This article may require copy editing for from the section "Painting album mechanism" onwards, the grammar and spelling becomes confusing and in places nonsensical..(December 2023) |
In computer security, shoulder surfing is a type of social engineering technique used to obtain information such as personal identification numbers (PINs), passwords and other confidential data by looking over the victim's shoulder. Unauthorized users watch the keystrokes inputted on a device or listen to sensitive information being spoken, which is also known as eavesdropping. [1] [2]
This attack can be performed either at close range (by directly looking over the victim's shoulder) or from a longer range with, for example, a pair of binoculars or similar hardware. [3] Attackers do not need any technical skills in order to perform this method, and keen observation of victims' surroundings and the typing pattern is sufficient. In the early 1980s, shoulder surfing was practiced near public pay phones to steal calling card digits and make long-distance calls or sell them in the market for cheaper prices than the original purchaser paid. However, the advent of modern-day technologies like hidden cameras and secret microphones makes shoulder surfing easier and gives the attacker more scope to perform long-range shoulder surfing. A hidden camera allows the attacker to capture the whole login process and other confidential data of the victim, which ultimately could lead to financial loss or identity theft. [4] Shoulder surfing is more likely to occur in crowded places because it is easier to observe the information without getting the victim's attention. [5] There are two types of shoulder-surfing attack: direct observation attacks, in which authentication information is obtained by a person who is directly monitoring the authentication sequence, and recording attacks, in which the authentication information is obtained by recording the authentication sequence for later analysis to open the device. Apart from threats to password or PIN entry, shoulder surfing also occurs in daily situations to uncover private content on handheld mobile devices; shoulder surfing visual content was found to leak sensitive information of the user and even private information about third parties. [6]
The basic procedure for gaze-based password entry is similar to normal password entry, except that in place of typing a key or touching the screen, the user looks at each desired character or trigger region in sequence (same as eye typing). The approach can, therefore, be used both with character-based passwords by using an on-screen keyboard and with graphical password schemes as surveyed in. [7] A variety of considerations is important for ensuring usability and security. Eye-tracking technology has progressed significantly since its origins in the early 1900s. [8] State of the art eye trackers offers non-encumbering, remote video-based eye tracking with an accuracy of 1˚ of visual angle. Eye trackers are a specialized application of computer vision. A camera is used to monitor the user's eyes. One or more infrared light sources illuminate the user's face and produce a glint – a reflection of the light source on the cornea. As the user looks in different directions the pupil moves but the location of the glint on the cornea remains fixed. The relative motion and position of the center of the pupil and the glint are used to estimate the gaze vector, which is then mapped to coordinates on the screen plane.

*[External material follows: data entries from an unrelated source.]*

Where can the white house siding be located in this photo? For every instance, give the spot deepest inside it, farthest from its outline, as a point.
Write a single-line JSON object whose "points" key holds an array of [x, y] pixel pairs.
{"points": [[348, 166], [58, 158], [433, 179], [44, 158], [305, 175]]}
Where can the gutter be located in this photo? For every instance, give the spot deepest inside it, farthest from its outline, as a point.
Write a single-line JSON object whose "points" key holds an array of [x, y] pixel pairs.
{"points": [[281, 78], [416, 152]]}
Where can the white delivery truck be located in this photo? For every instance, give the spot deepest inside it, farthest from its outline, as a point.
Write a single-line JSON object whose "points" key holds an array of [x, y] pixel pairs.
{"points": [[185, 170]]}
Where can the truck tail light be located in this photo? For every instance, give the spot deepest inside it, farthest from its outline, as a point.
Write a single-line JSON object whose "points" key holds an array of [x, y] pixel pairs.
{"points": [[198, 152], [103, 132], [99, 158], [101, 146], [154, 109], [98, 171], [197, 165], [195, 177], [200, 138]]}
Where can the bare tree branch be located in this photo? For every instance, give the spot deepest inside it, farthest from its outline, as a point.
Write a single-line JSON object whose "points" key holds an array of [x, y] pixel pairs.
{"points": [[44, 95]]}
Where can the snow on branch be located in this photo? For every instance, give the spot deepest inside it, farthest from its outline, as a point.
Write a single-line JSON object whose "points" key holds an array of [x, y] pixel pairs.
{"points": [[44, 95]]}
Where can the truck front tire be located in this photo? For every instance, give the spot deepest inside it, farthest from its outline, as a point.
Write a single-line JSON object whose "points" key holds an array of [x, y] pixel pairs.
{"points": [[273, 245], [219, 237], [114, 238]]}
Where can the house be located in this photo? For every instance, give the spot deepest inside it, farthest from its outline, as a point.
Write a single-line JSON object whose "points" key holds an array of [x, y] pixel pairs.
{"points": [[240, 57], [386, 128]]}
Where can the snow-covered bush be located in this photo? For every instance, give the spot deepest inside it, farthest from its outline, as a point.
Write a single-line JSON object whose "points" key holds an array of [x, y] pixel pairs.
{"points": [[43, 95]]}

Researchers proposed ways to counter shoulder surfing on mobile devices by leveraging the front-facing camera for gaze-based password entry. For example, GazeTouchPIN [9] and GazeTouchPass [10] combine gaze input in the form of eye movements to the left/right, and touch input by tapping on-screen buttons. These methods are more secure than traditional touch-based input (e.g., PIN and Lock Patterns) because they require shoulder surfers to (1) observe the user's eyes, (2) observe the user's touch input, and (3) combine the observations.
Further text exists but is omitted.